Elsewhere the budget notes however that the cost of the new prison is 27 million. And the chapter about the Justice Ministry does not even mention the construction of a new prison. Instead, it speaks of “renovation, repair and possible extension of the Pointe Blanche prison.”

There are more seemingly inconsistencies in this budget. The overview of subsidies shows for instance that the library will get 1,097,000 in 2020 – the same amount it received in 2019. Elsewhere it is stated that the library has requested settling its subsidy for 2017. “It is unclear whether this has to be paid considering the damages caused by Hurricane Irma.

For this year the government expects a drop in tax revenue of 80.3 million, a decrease in revenue from economic permits of 17 million and 4.3 million less from permits for urban planning and long lease.

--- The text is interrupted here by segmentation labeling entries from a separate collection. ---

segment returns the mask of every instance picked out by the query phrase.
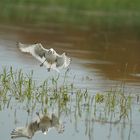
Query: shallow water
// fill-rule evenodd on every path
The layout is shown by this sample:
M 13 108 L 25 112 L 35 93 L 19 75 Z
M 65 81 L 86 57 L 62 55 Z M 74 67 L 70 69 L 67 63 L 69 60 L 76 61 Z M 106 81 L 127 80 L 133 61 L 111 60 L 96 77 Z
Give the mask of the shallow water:
M 122 86 L 126 94 L 140 94 L 140 41 L 132 32 L 98 32 L 89 27 L 63 28 L 57 24 L 40 29 L 30 26 L 1 25 L 0 69 L 3 66 L 7 68 L 12 66 L 14 69 L 23 69 L 26 73 L 33 70 L 34 80 L 41 83 L 48 77 L 56 76 L 57 72 L 47 72 L 32 56 L 21 53 L 16 47 L 17 41 L 30 44 L 41 42 L 46 48 L 52 47 L 59 53 L 67 52 L 72 58 L 67 82 L 74 80 L 77 88 L 87 89 L 90 94 L 110 91 Z M 64 72 L 65 70 L 61 72 L 61 77 L 64 77 Z M 11 106 L 0 112 L 1 137 L 5 140 L 10 139 L 13 128 L 25 126 L 36 116 L 34 113 L 28 115 L 26 109 L 14 103 L 13 105 L 14 107 Z M 61 118 L 65 122 L 63 134 L 58 134 L 56 131 L 50 131 L 47 135 L 37 133 L 32 139 L 137 140 L 140 138 L 138 115 L 139 105 L 134 104 L 130 115 L 132 118 L 117 125 L 98 120 L 89 121 L 84 117 L 63 116 L 64 118 Z M 132 119 L 132 122 L 129 119 Z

The government furthermore considers buying the building of the Bureau Telecommunication and Post for 8 million guilders. According to the finance ministry, this purchase will save the country 500,000 guilders per year.

The budget stipulates that each ministry is held to realize savings of 1.5 percent compared to the previous year. For 2021 this would mean that the education ministry will have to cut down its expenditures by almost 1.9 million, finance would have to drop a bit less (1.8 million) and Public Health, Social Affairs and Labor 1.6 million.